Weltmarktführer in der Exoskelett-Technologie ist die Firma Ekso Bionics. Eines der jüngsten Projekte des kalifornischen Unternehmens (mit Europasitz Hamburg) ist ein individuell an den Körper anpassbares Exoskelett, das für Schlaganfallpatienten und Patienten mit erworbenen Hirnverletzungen sowohl in der frühen, stationären wie auch in der späteren Phase der Rehabilitation konzipiert ist. Beim EksonNR – er ist auch bei Demblin in Gebrauch – handelt sich um ein über der Kleidung tragbares, batteriebetriebenes, robotisches Exoskelett, das es Patienten mit Schwächungen oder Lähmungen der unteren Extremitäten ermöglicht, aufzustehen und zu gehen. Das Exoskelett erlaubt – für viele Patienten erstmals nach langer Unterbrechung – sicheres Stehen und Gehen mittels elektrischer Motoren, die die Beine des Nutzers bewegen und so die defizitäre neuromuskuläre Funktion ergänzen oder ganz ersetzen.

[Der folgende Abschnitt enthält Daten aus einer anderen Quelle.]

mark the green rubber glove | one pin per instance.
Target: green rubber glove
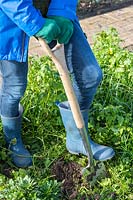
(66, 27)
(50, 31)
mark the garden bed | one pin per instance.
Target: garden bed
(91, 7)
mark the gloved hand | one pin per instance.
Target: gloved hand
(50, 31)
(66, 27)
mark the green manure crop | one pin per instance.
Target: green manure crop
(110, 123)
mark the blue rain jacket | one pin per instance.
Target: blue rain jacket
(19, 20)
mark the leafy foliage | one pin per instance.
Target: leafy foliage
(44, 134)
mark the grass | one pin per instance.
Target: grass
(44, 134)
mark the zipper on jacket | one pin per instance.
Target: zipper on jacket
(23, 43)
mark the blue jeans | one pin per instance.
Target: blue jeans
(14, 82)
(82, 65)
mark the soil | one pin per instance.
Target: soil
(69, 174)
(88, 8)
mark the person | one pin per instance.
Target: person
(19, 20)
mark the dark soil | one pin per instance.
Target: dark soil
(71, 178)
(88, 8)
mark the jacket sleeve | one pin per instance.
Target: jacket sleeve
(23, 14)
(65, 8)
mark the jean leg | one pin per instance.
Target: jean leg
(14, 82)
(83, 67)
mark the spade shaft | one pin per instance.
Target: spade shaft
(66, 81)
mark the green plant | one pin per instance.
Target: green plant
(44, 135)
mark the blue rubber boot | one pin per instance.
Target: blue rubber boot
(12, 130)
(74, 142)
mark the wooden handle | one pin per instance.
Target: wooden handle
(64, 75)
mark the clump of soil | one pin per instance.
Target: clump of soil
(95, 7)
(69, 173)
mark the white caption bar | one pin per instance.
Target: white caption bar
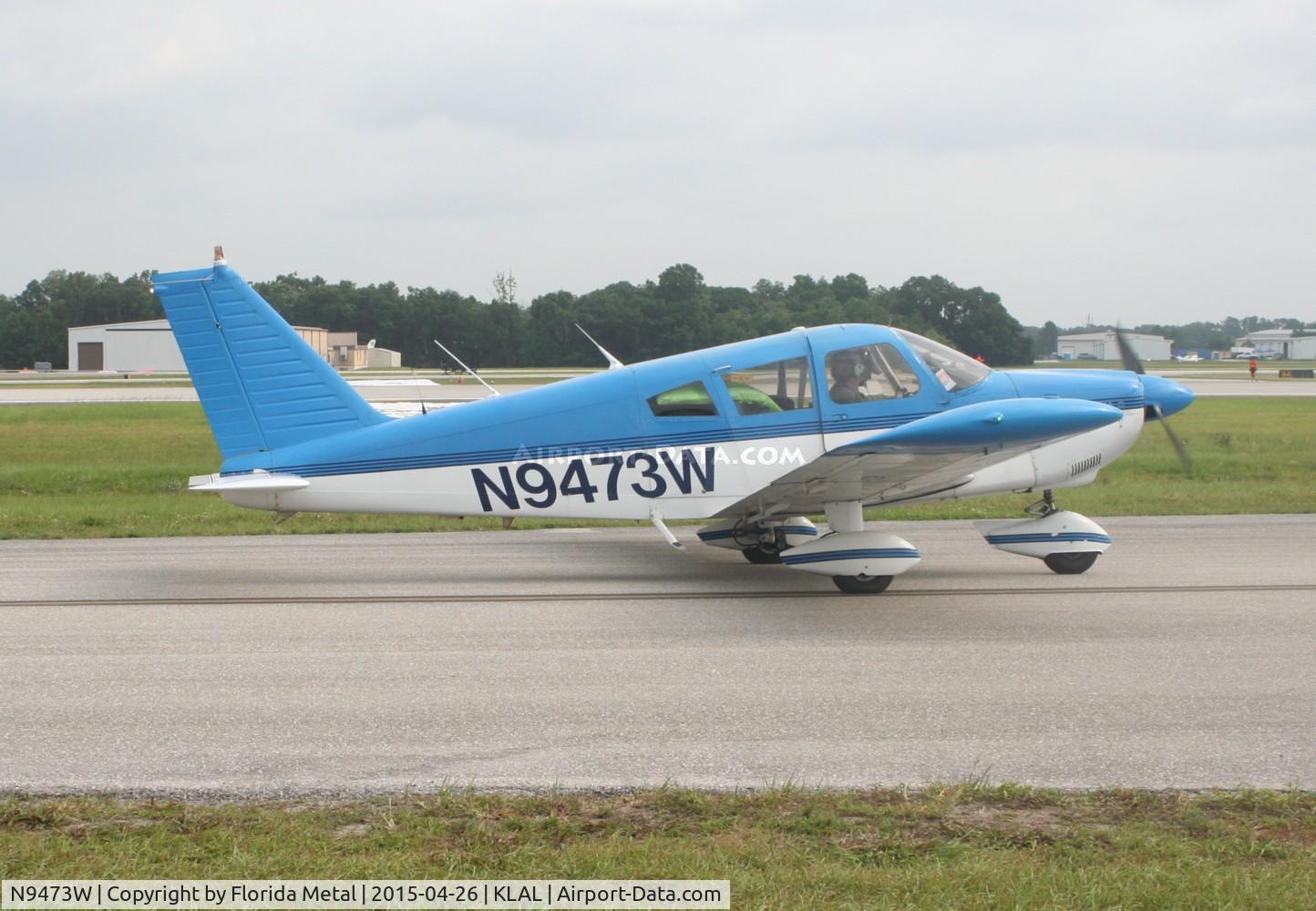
(295, 894)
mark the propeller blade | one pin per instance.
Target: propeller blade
(1179, 448)
(1131, 361)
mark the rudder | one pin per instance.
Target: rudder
(261, 384)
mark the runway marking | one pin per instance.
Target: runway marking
(641, 596)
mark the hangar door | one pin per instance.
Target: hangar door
(91, 355)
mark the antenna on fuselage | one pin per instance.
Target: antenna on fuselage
(613, 363)
(464, 365)
(420, 394)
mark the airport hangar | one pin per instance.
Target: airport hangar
(1102, 346)
(149, 346)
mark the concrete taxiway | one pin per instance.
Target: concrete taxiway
(601, 659)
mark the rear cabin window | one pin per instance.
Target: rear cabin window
(690, 400)
(782, 385)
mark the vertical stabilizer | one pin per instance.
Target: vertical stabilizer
(261, 384)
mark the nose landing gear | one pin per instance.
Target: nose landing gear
(1066, 542)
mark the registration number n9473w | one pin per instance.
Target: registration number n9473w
(540, 484)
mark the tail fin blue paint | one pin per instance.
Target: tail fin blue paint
(261, 384)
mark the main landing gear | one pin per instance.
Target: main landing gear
(1066, 542)
(858, 561)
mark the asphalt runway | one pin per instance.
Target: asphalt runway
(601, 659)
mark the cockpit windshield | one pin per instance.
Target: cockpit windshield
(953, 370)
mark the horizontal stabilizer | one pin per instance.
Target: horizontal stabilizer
(1010, 422)
(257, 481)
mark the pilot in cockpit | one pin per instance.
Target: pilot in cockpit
(849, 374)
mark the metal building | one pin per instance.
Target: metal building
(147, 346)
(124, 346)
(1102, 346)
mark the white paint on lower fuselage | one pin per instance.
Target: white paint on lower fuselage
(583, 486)
(738, 469)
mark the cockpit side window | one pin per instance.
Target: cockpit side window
(782, 385)
(870, 373)
(688, 400)
(953, 368)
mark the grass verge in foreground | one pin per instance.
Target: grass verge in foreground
(120, 471)
(960, 845)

In der klinischen Therapie wird die US-Entwicklung dazu eingesetzt, Wirbelsäule, Rumpf und Beine – einschließlich der Hüft-, Knie- und Knöchelgelenke – zu stützen, um korrekte Bewegungsabläufe in allen Phasen der physischen Rehabilitation zu fördern. Die robotergestützte Bewegung kann Patienten mit Lähmungen der unteren Extremitäten je nach ihren Bedürfnissen eine vollständige Unterstützung oder Hilfestellung beim Gehen bieten. Alternativ können patienteninitiierte Bewegungen durchgeführt werden, um die Muskelaktivität des Unterkörpers zu fördern. Im Rahmen des adaptiven Gangtrainings werden Beingelenke und -bewegungen kontrolliert, um zu verhindern, dass der Patient eine Schonhaltung einnimmt, sodass er wieder zu einem natürlicheren Gangbild gelangt.

Intensiveres Training

Mithilfe von Exoskeletten bzw. bionischen Anzügen lässt sich beim Gehtraining eine deutlich höhere Wiederholungszahl erreichen. Während ein Patient beim herkömmlichen Gehtraining in einer Übungseinheit vielleicht 40 oder 50 Schritte zurücklegt, schafft er bei der exoskelettalen Therapie bis zu 2000 Schritte im selben Zeitraum – wobei es sich bei dem erlernten Gangmuster von Anfang der Therapie an um ein natürliches handelt. Der Patient ist dabei gut gegen Stürze abgesichert. Auch kann das Gehtraining mit Funktioneller Elektrostimulation (FES) kombiniert werden. Zu guter Letzt braucht man für eine exoskelettale Neurotherapie nicht mehrere, sondern nur einen einzigen Therapeuten. Der dafür sehr gut ausgebildet sein muss.